On race day he faces the standard triathlon sequence: a 1.5-kilometre swim, a 40-kilometre cycle and a 10-kilometre run. He is competing as the oldest entrant. He endures a panic during the swim after a collision, severe knee pain on the cycle, and a gruelling final run, but is spurred on by supporters at the roadside and memories of his wife.

Vijay completes the course to widespread admiration and is recognised as the oldest finisher.

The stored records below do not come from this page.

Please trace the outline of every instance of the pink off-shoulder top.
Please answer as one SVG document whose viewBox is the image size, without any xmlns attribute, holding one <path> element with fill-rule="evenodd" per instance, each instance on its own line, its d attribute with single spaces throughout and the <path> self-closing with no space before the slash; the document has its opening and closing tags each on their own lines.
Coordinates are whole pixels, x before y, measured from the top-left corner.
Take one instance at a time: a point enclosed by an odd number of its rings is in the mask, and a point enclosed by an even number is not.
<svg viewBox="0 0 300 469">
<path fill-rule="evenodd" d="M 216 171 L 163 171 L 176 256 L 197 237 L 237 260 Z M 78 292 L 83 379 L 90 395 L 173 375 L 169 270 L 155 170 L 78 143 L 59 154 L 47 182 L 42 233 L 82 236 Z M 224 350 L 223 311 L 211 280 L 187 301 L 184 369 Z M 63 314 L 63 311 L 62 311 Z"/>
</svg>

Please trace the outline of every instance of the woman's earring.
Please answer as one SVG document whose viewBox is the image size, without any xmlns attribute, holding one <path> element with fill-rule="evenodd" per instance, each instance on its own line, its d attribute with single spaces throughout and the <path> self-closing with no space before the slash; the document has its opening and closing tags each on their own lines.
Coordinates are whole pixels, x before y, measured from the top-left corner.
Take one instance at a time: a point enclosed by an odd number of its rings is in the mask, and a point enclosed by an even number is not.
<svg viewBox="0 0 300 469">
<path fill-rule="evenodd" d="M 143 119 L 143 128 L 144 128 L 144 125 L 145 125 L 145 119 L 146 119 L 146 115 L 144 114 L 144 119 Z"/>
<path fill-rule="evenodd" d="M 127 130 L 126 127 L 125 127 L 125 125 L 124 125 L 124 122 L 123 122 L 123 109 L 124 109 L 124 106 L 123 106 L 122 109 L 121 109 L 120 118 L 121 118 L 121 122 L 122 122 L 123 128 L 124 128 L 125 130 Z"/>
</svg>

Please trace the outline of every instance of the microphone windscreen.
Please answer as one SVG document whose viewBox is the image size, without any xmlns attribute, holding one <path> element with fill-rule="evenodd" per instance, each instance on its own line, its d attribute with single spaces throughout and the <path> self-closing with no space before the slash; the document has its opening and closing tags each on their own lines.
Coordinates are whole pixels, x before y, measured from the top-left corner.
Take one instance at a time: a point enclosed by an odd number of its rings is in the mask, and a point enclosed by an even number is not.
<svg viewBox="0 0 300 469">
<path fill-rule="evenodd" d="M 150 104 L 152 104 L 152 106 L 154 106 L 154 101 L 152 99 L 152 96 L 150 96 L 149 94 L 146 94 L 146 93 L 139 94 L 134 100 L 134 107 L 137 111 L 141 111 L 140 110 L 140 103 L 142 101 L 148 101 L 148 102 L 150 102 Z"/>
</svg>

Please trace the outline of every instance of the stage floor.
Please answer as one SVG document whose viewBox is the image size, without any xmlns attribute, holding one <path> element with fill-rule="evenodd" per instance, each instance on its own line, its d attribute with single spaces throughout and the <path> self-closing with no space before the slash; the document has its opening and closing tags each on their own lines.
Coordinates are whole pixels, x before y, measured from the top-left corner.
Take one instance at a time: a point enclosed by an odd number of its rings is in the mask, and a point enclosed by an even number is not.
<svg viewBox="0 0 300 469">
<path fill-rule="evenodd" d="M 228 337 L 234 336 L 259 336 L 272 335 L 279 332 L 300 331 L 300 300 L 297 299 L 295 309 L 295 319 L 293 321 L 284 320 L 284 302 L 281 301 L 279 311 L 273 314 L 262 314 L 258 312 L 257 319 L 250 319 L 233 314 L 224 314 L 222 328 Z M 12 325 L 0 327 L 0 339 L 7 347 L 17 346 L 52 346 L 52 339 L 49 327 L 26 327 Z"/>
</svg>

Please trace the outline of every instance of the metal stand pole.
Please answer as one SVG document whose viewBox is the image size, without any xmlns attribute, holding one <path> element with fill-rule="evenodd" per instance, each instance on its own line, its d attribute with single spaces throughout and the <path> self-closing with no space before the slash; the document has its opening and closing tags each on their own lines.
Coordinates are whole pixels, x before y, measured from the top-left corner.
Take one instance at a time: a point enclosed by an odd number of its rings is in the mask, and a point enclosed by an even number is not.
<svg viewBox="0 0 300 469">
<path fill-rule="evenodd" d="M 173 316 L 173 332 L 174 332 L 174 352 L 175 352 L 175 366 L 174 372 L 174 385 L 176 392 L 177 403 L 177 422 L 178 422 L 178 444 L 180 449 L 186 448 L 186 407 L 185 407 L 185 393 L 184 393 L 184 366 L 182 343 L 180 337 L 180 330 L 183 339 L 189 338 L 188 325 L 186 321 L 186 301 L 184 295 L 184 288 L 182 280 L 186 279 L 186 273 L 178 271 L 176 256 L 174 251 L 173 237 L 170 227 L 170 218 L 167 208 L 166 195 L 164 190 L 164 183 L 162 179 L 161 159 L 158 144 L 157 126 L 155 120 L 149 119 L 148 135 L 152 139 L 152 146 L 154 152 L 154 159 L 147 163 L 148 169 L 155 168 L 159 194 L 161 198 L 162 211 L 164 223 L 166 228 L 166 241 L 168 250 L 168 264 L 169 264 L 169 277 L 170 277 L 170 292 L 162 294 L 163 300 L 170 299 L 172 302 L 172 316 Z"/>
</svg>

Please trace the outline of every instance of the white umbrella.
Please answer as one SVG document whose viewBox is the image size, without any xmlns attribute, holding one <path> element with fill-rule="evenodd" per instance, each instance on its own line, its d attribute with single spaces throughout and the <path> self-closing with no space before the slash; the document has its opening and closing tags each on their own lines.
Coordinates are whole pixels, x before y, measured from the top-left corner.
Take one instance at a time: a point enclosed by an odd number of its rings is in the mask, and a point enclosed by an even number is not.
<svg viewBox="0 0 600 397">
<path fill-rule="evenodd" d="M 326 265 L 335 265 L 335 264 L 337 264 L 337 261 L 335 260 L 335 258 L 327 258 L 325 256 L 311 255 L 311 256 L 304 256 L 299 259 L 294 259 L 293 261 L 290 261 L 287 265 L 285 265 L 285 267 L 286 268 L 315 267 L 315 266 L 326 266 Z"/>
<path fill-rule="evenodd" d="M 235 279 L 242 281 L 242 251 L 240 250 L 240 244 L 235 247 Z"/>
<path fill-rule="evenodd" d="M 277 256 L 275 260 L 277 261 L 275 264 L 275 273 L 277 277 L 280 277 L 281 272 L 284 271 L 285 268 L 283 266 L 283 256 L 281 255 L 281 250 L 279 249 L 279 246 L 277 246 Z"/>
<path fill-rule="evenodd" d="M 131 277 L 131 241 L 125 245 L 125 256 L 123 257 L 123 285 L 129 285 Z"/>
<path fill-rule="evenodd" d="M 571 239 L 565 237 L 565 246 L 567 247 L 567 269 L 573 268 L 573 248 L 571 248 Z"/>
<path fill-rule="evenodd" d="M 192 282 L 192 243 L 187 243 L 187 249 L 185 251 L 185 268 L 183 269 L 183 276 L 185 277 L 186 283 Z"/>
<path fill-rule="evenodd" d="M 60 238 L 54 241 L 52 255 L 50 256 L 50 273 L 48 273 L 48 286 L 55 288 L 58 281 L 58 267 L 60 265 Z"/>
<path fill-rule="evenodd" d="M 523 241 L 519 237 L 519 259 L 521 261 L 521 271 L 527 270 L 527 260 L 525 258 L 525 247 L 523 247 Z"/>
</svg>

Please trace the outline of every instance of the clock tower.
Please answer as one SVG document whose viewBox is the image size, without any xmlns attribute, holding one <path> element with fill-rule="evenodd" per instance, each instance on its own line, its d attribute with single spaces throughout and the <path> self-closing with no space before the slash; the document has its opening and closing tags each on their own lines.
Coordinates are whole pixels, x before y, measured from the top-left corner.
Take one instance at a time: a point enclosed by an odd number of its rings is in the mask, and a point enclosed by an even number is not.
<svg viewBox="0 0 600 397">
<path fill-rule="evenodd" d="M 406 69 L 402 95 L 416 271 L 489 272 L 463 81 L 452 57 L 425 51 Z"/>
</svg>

The achievement restores his sense of purpose and brings emotional closure; Kabir learns the value of perseverance and Prakash publicly celebrates Vijay's transformation, with the film emphasising that age need not bar one from pursuing long-held aspirations.

== Reception ==

Dehaval Roy of The Times of India rated the film 3/5 and wrote, "Despite [its] flaws, Vijay 69 is still a family-friendly entertainer that is worth watching once, especially if you’re in the mood for a light, feel-good story with a touch of comedy". A critic from The Hindu wrote "With little to reflect upon, it feels like an advertisement to promote triathlon, the new fad among fitness enthusiasts in all age groups". A critic from Firstpost wrote "No doubt, Vijay 69 is predictable to the core, but it does bring a smile to our face especially when we see our aging parents giving up on life". Rishabh Suri of the Hindustan Times wrote, "Vijay 69 is one of those films which people start watching with great interest, then lose it, scroll through their phones, watch a couple of scenes, go about some chores around the house, come back to watch the climax, and the end". A critic from Filmfare rated the film 3.5/5 and wrote, "The film will leave you with a smile on your face and a renewed belief in the power of perseverance, making it a truly heartwarming experience". A critic from Bollywood Hungama rated the film 3/5 stars and wrote, "On the whole, VIJAY 69 is a light-hearted inspirational tale that works due to the relatability factor, Anupam Kher's marvellous performance and an emotional climax".